I’ve often described the parking industry as being comprised of two types of professionals: parking people in business and business people in parking.
Parking people in business are generally skilled in daily operations and learned the business from the ground up. Most (not all) tend to view the economic cycles as “not in their control,” so in soft-demand periods, they just wait it out.
Business people in parking are generally more skilled at looking ahead, including creating a growth plan, but they need skilled parking people to execute the plan.
To be successful in the next two years, you need to cover both skill sets. (They are listed in the sidebar.)
Like all economic bubbles, this one too will pass. What you need to decide is whether you will emerge stronger from the actions you take or watch from the sidelines with a “hope for the best” business plan.
Rick West has been an operating executive at both urban and airport parking companies.
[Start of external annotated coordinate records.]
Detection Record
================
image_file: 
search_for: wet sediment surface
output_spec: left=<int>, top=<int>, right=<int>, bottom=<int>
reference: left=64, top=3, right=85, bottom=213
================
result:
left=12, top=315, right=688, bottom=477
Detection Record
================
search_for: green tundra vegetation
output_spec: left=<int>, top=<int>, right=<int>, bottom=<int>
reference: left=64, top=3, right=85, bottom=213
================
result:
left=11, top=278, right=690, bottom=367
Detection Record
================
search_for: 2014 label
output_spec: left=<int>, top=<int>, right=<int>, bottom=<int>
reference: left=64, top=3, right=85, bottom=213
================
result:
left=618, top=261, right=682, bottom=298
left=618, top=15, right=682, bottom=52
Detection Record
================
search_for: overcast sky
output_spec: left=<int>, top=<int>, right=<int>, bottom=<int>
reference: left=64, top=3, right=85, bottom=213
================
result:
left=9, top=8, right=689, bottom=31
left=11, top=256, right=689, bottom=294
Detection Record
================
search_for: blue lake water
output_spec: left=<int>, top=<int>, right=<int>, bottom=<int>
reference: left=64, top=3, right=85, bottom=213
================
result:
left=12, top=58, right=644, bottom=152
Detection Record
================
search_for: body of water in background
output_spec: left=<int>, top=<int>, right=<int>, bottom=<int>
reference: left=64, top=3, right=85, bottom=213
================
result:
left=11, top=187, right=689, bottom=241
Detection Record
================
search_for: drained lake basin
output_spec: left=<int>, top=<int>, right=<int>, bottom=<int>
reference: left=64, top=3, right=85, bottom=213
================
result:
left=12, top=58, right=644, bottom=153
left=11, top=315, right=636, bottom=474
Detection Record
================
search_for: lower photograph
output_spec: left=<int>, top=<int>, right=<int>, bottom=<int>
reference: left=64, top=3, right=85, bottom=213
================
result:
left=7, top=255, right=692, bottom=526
Since 1996, he has directly participated in several of the parking industry’s largest private equity investments in the United States. West can be reached at rick.west@comcast.net.
Sidebar:
Four Skills Needed for Survival
Pricing – In a recession, lowering prices to fill a location is rarely a sustainable strategy as competitors will follow, compounding the problem. The goal is not occupancy but maximum revenue. If you lose 5% of your customer base in a recession, the question is what the 95% of the customers you still have will be willing to pay.
Overhead – Instead of identifying expense cuts based on how your business is organized today, set a goal to cut 10% to 15% of your overhead. This will require you to look at how to manage your business differently using third-party service providers in areas such as marketing and IT, processing improvements and identifying tasks historically deemed important but which can be eliminated.
Marketing – Parking is about revenue from existing locations and revenue from adding new management clients. Marketing is not overhead. If done well, it is an investment that generates a return. Increase your focus on marketing.
Financial – If you have debt maturing in the next two years, work on it now. Prepare for higher borrowing costs and ways to de-lever from your current debt level. Also, prepare for opportunities. Many parking companies sold in the past 10 years created a lot of their value by expanding in the economic downcycle of the early 1990s. Whether your goal is to de-lever or expand by acquisition, evaluate joint ventures with private equity funds to reduce your risk, improve access to debt, and expand the opportunities you can consider.